There are many reasons to read Alix E. Harrow’s terrific new novel, Starling House, for it is both resoundingly entertaining and profound. The psychological underpinnings of haunted houses and cursed communities are dealt with powerfully without veering into allegory. The book’s monsters are tethered to forces that readers will experience strong echoes from within. Surprising narrative choices keep the reader on the edge of their literary toes. Another reason to take up Starling House is that it embodies a particular definition of the single most important element of young adult and middles grade literature: coming of age.
What is coming of age? The prosaic idea of it as simply a transition into adulthood has no literary resonance. Certainly transition is present—the shedding of one state to attain another—but the traits of the transition are subtle and various.
We should first note that the nature of coming of age in adult novels and young adult novels are decidedly different. In the inveterately adult The Loved One, Evelyn Waugh describes it as follows: “He was adding his bit to the wreckage; something that had long irked him, his young heart, and was carrying back instead the artist’s load, a great, shapeless chunk of experience; bearing it home to his ancient and comfortless shore; to work on it hard and long.” This sense of having shed romanticism for artistry is the inverse of the young adult understanding of having attained a solid basis for romance.
There is also the question of whether coming of age belongs to any age. Though it is commonly understood to pertain to teenage and early adult years, we must also respect the truth of Ogden Nash’s observation that “we are only young once, but you can stay immature indefinitely.” It is certainly true that coming of age is not, like adolescence, a universal experience. We also find in the pages of Alix E. Harrow’s Starling House that coming of age is not necessarily experienced at any particular point in a person’s age development. For some people it can be suspended for years, but then comes into play due to shifts in a person’s relationship to powerful levers such as trauma, privilege, responsibility, betrayal, and trust.
Opal and Arthur, Starling House‘s protagonists, are two people who are both still young, but stunted in experiencing a coming of age. They each have suppressed what they want out of a state of necessity, a self-driven responsibility to protect others at any cost. They each must overcome a mistaken apprehension that what held them down is also what makes them who they are.

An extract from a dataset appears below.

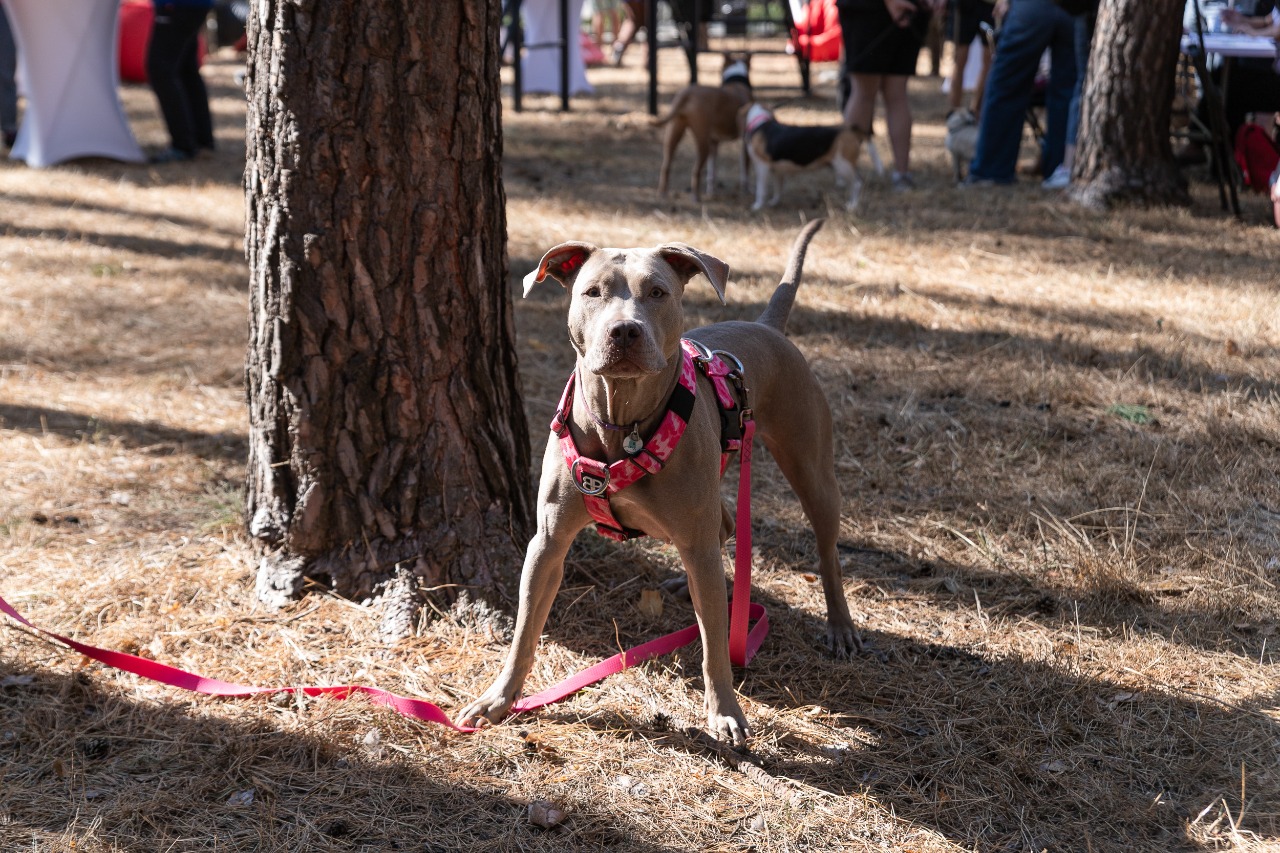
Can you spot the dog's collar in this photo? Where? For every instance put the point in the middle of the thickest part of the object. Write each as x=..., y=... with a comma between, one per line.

In this, Starling House is an adult novel which contains the heart of young adult coming of age. It defines coming of age as the creation and achievement of home, rather than the inheriting of it. It is a belonging by virtue of character, rather than a bestowal. For Arthur and Opal, coming of age is a stepping into self, a transcending of trauma by honoring its truth and embracing the power of want by relinquishing the familiar security of need. This speaks to the core metaphor of fantasy—and it belongs to anyone who fought, fights, or plans to fight for a meaningful home.